My interview notwithstanding, I think Tim has a great idea and has some great potential to expand on interesting FileMaker facts as well as interesting people-that-use-FileMaker facts. The more I dive into FileMaker, the more I’m delighted to meet fellow enthusiasts, addicts, and developers who hold FileMaker in the same regard as myself. At the very least, add FileMakerAddict to your blogroll and stay tuned, I’m sure you won’t regret it.
Without further adieu, the interview can be found here!

I’m developing the next version of my bread-and-butter FileMaker solution (tooltip image above) and I’ve implemented a tooltip feature that provides deeper insight into real-time statistics. I like it and it works well.
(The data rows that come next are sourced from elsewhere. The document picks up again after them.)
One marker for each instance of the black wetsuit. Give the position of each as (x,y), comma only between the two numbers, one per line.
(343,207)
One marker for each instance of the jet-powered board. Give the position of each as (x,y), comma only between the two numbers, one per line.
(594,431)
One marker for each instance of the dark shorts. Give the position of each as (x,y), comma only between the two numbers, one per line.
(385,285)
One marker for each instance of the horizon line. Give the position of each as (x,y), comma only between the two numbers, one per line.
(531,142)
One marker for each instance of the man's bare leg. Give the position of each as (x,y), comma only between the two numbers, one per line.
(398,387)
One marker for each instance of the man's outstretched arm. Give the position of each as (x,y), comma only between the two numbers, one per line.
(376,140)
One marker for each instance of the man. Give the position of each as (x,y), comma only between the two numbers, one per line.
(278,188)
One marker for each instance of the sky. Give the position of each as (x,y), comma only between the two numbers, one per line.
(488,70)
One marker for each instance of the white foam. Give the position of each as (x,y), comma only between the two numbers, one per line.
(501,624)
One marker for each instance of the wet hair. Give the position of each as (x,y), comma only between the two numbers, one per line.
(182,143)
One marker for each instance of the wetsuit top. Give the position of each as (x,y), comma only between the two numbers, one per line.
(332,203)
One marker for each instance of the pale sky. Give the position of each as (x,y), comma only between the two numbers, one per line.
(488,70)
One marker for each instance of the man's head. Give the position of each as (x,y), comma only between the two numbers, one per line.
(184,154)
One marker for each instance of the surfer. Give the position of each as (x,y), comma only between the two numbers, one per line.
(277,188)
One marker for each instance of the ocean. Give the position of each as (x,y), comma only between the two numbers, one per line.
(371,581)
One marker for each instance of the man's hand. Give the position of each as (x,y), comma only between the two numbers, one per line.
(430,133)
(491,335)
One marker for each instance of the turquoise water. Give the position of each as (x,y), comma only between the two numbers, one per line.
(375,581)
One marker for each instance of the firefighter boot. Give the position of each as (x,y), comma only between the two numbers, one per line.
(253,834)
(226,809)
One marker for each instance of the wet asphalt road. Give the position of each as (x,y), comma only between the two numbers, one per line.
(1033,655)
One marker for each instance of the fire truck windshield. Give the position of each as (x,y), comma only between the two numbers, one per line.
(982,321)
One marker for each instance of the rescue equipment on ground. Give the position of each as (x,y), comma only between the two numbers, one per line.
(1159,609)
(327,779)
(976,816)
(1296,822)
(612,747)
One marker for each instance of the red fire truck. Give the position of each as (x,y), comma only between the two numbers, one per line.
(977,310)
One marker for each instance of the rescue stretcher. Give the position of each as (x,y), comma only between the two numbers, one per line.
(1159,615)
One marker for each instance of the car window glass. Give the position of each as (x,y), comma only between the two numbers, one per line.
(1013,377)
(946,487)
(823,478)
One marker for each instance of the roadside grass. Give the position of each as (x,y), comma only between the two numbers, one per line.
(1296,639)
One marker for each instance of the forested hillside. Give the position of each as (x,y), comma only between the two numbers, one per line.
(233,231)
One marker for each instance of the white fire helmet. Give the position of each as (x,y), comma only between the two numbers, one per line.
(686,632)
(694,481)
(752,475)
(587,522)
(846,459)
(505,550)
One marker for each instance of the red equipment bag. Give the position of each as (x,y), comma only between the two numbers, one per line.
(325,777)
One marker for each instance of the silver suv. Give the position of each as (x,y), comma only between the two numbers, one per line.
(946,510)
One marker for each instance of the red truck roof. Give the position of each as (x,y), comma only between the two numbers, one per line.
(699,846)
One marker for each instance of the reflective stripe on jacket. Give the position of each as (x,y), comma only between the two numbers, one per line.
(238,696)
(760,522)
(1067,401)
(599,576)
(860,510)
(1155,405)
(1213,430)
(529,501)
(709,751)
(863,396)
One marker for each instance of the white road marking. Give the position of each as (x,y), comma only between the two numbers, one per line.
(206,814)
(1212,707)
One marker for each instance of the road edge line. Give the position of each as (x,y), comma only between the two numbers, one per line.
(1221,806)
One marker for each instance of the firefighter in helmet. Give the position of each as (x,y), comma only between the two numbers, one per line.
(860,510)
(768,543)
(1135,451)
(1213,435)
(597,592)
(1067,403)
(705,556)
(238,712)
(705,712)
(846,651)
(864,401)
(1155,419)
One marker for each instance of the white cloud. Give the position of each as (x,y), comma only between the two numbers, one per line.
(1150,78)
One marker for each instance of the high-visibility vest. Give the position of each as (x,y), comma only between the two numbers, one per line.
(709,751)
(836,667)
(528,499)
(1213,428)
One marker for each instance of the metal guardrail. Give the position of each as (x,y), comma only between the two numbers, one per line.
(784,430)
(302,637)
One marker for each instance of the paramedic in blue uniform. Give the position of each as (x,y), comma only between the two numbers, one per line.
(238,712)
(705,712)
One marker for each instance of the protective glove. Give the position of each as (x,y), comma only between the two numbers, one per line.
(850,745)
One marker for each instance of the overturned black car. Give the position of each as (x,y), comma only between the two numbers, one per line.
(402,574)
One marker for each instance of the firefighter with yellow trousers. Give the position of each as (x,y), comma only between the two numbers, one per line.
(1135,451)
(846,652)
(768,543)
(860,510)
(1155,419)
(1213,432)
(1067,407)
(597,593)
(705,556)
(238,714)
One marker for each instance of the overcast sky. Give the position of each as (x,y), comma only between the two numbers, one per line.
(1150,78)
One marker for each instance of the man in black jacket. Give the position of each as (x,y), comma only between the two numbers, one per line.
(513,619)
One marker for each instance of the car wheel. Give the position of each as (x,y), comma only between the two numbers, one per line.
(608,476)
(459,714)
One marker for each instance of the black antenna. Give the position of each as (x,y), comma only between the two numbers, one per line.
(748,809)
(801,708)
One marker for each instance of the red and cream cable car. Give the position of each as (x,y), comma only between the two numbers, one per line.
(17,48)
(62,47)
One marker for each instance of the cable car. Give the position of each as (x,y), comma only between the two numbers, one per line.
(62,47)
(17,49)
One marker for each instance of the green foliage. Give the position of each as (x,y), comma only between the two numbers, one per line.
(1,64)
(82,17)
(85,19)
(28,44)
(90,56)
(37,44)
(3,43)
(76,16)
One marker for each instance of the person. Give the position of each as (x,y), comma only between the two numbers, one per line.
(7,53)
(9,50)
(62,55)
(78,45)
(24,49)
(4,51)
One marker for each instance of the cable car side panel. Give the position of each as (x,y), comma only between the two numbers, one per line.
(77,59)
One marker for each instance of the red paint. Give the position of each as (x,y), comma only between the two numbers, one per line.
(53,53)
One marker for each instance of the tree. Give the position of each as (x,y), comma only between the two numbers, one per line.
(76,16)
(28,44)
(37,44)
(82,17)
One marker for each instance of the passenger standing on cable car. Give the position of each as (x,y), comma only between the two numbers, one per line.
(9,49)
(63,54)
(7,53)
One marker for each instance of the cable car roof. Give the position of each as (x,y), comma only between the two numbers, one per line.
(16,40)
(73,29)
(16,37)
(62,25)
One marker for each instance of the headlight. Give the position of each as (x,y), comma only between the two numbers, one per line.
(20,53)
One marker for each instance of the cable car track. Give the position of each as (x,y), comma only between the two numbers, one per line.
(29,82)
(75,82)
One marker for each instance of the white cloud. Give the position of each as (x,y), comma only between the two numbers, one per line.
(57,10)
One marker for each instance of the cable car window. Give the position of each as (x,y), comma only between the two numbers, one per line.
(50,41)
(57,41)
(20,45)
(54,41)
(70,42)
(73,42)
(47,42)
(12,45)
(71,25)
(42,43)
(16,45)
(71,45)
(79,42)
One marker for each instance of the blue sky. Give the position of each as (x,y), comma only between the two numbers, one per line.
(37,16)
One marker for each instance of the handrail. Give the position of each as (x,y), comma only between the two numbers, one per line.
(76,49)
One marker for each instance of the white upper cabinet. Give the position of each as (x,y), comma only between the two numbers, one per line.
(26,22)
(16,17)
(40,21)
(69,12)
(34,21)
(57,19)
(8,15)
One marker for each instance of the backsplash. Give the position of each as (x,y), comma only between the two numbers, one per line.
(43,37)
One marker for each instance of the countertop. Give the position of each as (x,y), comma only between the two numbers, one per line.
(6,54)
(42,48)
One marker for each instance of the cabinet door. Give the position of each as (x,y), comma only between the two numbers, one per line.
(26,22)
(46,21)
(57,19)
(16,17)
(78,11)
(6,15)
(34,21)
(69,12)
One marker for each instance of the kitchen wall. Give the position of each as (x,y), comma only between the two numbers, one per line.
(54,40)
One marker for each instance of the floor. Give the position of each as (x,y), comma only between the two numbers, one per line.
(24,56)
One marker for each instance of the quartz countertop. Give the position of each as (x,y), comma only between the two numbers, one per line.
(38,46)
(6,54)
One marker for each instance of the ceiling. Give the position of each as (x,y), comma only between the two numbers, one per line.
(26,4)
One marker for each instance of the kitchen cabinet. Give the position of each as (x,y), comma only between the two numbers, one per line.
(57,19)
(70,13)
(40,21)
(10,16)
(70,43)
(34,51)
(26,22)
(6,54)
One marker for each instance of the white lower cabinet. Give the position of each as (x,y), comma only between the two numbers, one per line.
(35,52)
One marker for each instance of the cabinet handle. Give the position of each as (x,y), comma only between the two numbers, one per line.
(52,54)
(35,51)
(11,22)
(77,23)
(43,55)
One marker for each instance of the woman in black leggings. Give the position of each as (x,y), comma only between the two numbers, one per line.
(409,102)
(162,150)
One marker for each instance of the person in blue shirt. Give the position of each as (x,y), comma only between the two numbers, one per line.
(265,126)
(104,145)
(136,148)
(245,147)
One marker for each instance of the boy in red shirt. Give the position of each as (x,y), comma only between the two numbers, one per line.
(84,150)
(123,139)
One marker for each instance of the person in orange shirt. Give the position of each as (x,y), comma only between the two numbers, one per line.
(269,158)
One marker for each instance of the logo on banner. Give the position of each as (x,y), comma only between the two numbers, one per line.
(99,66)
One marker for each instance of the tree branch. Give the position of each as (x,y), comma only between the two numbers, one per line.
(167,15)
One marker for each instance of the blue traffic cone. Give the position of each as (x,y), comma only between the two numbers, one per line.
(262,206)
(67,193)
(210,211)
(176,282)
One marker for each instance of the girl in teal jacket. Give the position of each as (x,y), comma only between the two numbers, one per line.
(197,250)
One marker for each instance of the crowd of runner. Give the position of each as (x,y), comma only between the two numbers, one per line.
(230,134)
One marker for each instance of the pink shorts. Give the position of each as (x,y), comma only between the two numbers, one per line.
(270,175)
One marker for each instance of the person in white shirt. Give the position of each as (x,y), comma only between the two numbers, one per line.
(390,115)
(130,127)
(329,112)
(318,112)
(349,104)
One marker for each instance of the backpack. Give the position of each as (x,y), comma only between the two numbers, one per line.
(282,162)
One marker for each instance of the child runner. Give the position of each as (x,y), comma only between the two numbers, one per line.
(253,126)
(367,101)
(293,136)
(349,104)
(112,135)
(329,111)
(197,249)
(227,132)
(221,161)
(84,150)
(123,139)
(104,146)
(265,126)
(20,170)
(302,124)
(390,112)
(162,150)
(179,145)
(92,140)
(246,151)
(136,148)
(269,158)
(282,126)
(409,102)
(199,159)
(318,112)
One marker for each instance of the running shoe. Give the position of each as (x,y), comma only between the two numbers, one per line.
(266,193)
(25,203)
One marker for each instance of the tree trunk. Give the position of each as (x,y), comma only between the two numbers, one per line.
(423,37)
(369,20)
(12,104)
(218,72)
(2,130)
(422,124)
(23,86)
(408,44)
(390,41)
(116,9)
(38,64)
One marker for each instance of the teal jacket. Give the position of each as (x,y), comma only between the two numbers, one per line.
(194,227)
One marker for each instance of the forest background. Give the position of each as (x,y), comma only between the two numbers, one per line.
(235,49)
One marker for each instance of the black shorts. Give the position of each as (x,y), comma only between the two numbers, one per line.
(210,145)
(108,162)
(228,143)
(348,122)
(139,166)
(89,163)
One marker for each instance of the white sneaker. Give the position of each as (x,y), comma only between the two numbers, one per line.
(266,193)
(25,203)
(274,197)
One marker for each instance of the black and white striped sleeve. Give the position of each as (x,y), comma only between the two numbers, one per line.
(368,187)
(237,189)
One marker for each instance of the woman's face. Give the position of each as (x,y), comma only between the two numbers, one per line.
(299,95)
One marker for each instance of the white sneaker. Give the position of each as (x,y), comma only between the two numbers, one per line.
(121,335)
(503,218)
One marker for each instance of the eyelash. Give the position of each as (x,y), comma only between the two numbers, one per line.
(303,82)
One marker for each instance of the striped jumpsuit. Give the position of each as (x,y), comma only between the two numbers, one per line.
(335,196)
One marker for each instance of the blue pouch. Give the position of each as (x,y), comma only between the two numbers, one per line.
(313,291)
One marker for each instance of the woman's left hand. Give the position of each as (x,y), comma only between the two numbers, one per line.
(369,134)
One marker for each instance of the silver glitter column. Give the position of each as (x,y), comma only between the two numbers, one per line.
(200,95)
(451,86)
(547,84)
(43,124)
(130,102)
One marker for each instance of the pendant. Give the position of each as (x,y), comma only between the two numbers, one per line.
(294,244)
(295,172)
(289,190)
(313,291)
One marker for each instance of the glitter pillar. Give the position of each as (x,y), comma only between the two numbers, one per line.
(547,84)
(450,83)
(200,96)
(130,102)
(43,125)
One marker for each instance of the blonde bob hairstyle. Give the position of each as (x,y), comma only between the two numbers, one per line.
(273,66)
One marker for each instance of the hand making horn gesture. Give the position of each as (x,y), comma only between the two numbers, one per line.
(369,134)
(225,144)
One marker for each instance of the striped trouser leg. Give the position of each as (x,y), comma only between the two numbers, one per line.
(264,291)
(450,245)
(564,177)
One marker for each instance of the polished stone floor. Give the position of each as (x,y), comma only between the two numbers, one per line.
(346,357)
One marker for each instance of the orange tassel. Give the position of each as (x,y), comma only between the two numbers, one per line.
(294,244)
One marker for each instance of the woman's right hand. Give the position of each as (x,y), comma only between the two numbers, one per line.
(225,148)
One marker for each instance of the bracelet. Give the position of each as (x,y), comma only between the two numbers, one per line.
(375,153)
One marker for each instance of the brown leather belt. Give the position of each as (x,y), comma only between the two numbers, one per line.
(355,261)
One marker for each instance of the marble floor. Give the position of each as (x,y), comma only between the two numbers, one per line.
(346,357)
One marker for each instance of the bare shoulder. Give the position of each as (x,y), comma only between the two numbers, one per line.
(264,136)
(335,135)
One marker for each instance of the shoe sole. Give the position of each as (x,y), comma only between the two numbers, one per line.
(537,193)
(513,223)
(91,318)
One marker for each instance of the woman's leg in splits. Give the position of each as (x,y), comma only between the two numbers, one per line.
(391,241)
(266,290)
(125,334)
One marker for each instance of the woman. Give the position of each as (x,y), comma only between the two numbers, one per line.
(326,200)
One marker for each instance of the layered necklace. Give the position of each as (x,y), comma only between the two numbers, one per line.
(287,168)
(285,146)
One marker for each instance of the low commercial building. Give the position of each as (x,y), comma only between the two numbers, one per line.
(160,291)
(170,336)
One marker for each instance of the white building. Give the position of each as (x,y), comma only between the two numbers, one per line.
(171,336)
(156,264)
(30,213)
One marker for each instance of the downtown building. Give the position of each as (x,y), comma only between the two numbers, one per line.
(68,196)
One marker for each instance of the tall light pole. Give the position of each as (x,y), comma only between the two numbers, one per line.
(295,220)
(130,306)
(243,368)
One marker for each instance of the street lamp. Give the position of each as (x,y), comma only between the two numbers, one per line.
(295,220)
I think my users will like it as much as I have so far and response has been positive thus far.
Along comes Apple with their new digital photo workflow app Aperture (which rocks btw, but more on that in a subsequent post) and there in Apple’s own nifty new app is the feature that customizable tooltips instantly display EXIF and meta data for the image currently being viewed - see http://www.apple.com/aperture/quicktours/ for more info.
Thus my question comes back to how to use tooltips well? One could simply put icons and have the tooltips offer the descriptive purpose of the button, but given that a lot of processing ability is available to FileMaker developers for tooltips, using the calculation engine, it’s possible we are missing a golden opportunity by not exploring the larger options possible with customizable tooltips. How’s that for run-on sentences! I’m also wondering if these tooltips translate when a database is web-published i.e. if FileMaker will automatically translate them into HTML TITLE attributes, ALT attributes, or some JavaScript blend of code?
What are some of your thoughts on the new tooltips feature available to FileMaker users?